Dustin Behm’s debut album is pitched as being for fans of ‘instrumental prog metal guitar shredding and bands like Animals As Leaders, Scale The Summit [and] Meshuggah.’
I can handle my share of instrumental prog metal, and while I’m acquainted with Meshuggah’s technical metal hammerings, I haven’t a clue as to the others. Meh. I’ll live. Does this mean ‘m not qualified to review ‘The Beyond’? I have ears and I know music, so I’m as qualified and opinionated as anyone, thank you.
I was tempted not to bother with the music, figuring I could save some work and some pain by drawing my conclusions by looking at the cover art. It’s work and pain I should probably have spared myself on reflection.

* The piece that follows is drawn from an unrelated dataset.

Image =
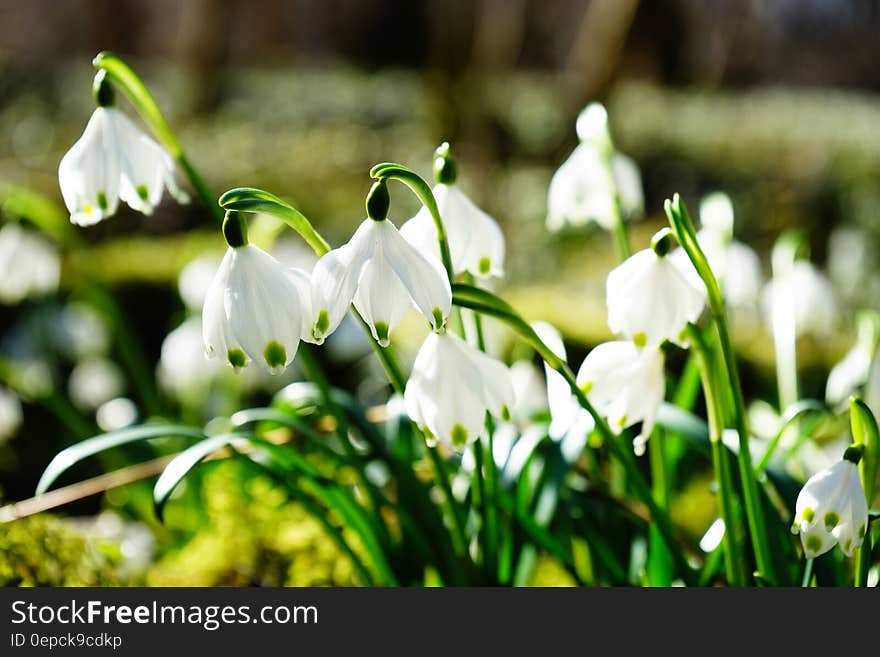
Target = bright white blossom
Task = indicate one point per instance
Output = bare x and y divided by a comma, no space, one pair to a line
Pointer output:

It’s straight out of the traps with ‘Mechanization’, a thunderous stop/start chuggernaut riff propelled by frenetic percussion – not heavy, but so fast it clatters and clicks. It’s that most irritating of styles: instead of driving either rhythm or force, it sounds like a knitting machine running at full pace. But there’s little time to dwell on this, because the histrionic soloing begins in an instant, a flurry of fretwork that’s all over everything.

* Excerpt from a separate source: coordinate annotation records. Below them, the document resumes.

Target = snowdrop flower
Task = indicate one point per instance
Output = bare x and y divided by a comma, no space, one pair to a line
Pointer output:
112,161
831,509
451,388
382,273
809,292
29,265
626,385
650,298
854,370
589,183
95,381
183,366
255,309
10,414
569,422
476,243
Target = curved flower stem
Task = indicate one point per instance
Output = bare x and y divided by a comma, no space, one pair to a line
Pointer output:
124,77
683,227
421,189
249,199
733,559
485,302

And so it goes on. For 13 tracks and what feels like a lifetime. And Christ, does it get tedious. There are some good, powerful riff breaks in here, but they’re eclipsed by endless wanking. The result is that it all sounds exactly the same. Without any clear hooks or repeated signatures or motifs within the constructions, every composition falls into the pattern of a trudge of rhythm which is forgettable even while it’s playing, dominated by endless and excessive displays of virtuosity. It’s all too much. Less is always more.